For an evaporative cooler to effectively chill a large area, it must convert a large amount of liquid water into water vapor and extract a correspondingly large amount of heat energy from the air. But adding water vapor to the air increases its humidity, and that increase cannot go past the 100% limit. Further, the higher the temperature of the air, the greater the amount of water vapor it can hold before reaching saturation.
Swamp coolers are most effective, then, when the humidity of the air is already very low and the temperature is very high, allowing large amounts of water vapor to be easily evaporated. Ideally, the best conditions are humidity levels below 20%; they will work pretty well up to around 40%, and as the humidity rises above that they become rapidly less effective. At high humidity, they barely work at all.

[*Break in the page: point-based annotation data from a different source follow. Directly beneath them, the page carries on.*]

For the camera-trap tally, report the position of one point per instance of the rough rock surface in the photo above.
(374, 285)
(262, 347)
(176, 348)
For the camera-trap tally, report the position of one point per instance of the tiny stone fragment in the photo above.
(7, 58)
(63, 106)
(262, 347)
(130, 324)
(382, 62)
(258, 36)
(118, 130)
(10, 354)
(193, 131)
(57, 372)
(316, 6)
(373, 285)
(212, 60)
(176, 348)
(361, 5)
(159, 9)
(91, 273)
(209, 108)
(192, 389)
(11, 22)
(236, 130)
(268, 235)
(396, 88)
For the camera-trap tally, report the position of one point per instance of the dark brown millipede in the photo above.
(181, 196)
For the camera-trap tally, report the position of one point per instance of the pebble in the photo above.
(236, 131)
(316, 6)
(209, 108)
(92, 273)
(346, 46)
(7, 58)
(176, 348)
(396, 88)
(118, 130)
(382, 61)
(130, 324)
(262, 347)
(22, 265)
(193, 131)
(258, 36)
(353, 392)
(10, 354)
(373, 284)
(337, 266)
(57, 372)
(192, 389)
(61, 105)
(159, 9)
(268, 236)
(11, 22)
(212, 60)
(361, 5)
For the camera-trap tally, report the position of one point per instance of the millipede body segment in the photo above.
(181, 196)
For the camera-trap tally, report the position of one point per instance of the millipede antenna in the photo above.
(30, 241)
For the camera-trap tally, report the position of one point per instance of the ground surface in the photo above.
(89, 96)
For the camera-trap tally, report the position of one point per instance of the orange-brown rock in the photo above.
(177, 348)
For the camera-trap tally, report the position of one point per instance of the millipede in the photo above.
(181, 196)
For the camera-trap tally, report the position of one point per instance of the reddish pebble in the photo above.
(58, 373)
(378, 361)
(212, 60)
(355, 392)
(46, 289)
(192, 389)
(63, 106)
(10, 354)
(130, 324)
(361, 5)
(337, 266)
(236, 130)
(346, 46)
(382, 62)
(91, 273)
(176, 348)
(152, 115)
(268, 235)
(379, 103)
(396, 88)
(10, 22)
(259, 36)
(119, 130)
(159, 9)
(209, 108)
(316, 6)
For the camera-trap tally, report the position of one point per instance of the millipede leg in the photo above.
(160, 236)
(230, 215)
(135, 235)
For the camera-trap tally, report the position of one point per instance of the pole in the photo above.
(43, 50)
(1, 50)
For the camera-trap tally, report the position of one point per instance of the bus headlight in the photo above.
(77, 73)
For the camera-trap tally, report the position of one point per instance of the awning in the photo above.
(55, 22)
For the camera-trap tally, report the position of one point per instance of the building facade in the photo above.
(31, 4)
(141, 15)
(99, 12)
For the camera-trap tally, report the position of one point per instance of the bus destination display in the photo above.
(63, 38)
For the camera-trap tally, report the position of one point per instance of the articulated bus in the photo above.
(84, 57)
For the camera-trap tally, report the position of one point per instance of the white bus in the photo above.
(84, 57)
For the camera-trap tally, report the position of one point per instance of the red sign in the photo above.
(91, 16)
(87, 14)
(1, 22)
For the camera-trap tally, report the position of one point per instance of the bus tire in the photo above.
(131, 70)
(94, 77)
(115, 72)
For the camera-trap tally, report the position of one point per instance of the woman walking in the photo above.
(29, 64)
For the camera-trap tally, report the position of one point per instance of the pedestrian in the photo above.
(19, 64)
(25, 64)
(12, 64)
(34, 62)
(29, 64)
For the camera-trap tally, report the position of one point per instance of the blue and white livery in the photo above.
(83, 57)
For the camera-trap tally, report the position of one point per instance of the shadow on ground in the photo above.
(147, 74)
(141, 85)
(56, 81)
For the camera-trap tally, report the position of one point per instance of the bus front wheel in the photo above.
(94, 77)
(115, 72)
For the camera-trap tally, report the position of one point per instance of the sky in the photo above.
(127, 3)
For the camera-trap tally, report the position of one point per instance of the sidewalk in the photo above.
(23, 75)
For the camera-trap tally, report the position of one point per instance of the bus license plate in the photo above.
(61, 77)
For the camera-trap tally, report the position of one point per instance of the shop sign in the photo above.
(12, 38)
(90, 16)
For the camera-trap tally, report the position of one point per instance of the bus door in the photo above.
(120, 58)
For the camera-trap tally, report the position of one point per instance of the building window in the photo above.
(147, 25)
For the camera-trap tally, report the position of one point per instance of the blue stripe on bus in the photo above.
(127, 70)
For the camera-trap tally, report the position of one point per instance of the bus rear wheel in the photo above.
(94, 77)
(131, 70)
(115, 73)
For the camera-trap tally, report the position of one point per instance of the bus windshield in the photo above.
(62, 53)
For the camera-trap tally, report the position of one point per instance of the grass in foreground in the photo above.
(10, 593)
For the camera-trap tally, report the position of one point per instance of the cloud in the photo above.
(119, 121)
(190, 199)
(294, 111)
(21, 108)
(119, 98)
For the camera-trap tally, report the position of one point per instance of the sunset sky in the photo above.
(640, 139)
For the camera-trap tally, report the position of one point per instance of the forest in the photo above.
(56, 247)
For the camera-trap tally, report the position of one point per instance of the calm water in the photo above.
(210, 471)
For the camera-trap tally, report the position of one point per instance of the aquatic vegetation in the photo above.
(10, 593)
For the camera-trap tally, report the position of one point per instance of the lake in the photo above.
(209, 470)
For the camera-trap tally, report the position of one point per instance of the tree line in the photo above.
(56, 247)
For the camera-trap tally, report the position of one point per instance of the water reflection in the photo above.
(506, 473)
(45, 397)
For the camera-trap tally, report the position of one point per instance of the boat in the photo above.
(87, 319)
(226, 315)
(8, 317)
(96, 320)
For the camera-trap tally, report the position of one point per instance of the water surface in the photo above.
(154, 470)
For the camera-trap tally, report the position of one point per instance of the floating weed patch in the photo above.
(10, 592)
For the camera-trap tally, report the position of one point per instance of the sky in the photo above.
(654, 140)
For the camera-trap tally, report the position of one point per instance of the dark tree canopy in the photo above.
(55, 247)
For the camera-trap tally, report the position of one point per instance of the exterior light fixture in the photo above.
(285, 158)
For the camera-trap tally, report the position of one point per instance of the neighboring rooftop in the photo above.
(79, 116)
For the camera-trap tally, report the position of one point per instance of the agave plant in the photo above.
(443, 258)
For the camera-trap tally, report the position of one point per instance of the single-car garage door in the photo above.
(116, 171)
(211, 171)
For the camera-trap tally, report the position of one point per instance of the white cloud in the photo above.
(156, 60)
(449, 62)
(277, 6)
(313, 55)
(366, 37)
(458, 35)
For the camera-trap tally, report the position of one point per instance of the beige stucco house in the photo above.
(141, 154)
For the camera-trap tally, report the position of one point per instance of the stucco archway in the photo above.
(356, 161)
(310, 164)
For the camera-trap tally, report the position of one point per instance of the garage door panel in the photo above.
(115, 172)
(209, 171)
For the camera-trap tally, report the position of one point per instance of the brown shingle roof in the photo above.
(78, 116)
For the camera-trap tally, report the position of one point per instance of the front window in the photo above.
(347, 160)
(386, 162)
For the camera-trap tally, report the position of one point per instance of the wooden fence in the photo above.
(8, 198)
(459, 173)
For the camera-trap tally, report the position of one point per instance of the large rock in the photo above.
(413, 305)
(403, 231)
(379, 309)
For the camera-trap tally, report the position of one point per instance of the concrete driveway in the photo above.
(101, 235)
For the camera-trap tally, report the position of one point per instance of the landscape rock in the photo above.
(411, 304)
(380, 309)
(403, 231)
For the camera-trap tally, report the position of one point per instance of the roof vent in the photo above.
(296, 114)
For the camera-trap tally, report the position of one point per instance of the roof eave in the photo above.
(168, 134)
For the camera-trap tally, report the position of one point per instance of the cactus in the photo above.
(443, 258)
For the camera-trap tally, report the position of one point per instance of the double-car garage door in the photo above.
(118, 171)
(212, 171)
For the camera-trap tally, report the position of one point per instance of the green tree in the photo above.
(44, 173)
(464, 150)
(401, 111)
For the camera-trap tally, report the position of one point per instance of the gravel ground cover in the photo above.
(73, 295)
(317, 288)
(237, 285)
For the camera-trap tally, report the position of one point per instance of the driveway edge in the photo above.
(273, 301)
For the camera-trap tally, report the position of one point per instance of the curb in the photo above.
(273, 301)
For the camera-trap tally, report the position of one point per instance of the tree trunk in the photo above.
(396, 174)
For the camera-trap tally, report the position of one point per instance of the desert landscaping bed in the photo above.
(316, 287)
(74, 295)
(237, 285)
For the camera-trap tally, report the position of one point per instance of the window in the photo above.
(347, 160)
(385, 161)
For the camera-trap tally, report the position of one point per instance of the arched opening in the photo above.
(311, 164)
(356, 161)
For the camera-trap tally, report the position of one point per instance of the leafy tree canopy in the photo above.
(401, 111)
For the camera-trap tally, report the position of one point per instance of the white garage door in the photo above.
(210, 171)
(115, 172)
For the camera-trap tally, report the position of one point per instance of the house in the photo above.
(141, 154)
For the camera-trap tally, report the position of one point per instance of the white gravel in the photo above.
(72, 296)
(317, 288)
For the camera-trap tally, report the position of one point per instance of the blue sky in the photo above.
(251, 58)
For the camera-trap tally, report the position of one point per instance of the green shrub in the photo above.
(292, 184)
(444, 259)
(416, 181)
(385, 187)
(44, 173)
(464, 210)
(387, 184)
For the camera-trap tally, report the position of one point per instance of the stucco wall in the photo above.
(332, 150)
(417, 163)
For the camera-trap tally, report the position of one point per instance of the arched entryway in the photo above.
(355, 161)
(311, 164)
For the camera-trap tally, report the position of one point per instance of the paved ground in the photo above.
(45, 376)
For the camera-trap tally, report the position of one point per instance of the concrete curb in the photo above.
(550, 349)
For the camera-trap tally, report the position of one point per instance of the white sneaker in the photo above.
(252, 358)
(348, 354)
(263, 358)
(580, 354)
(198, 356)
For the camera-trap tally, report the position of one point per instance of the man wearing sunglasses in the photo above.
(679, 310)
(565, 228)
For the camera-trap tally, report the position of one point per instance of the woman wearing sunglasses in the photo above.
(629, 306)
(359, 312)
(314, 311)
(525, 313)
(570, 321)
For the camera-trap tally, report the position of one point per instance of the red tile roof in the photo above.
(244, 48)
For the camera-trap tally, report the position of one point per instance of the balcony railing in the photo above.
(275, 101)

And that is a crippling limitation. In areas with even moderate humidity, evaporative coolers simply cannot operate efficiently: in hot and humid areas like Florida, they are completely useless. Only the desert Southwest has the hot and dry environmental conditions that are needed for an effective swamp cooler. In the other three-fourths of the US, they are just not a workable option.
But even in the desert, swamp coolers present practical difficulties for the van-dweller or RVer. Most versions are simply not powerful enough: they produce a stream of cool air which chills the immediate area, but usually have no effect on the temperature in the rest of the van—making them no more effective in practice than my “fan and wet shirt” or an “ice fan”. Swamp coolers require a constant supply of water to operate, and the better they are at cooling the air, the more water they use. They also need a steady airflow to keep them supplied with the hot low-humidity air they need for proper evaporation. If this airflow is insufficient (as it often is in a small confined space like a vehicle), the cooler will be simply blowing humid moisture-laden air into the van, converting your indoors hot and dry desert environment into a hot and damp rainforest environment, making you more miserable and uncomfortable (and soaking everything in the van with condensation).
With its severe practical limitations, therefore, it’s not hard to see why virtually no RVs or camper vans are equipped with evaporative coolers, and why almost nobody uses them.
So how then does a van-dweller deal with day upon day of hot weather? There are, frankly, only two effective ways of beating the heat. If you are mobile, you can simply move to better weather. This will involve either going north to a higher latitude, or going up in elevation to a higher altitude, where it is cooler. If, on the other hand, you are tied to a fixed location and cannot move, your only choice is to not be in the van during the day when it’s hot—spend the day inside somewhere in the air conditioning, and don’t enter the van until evening when it has cooled off enough to be comfortable.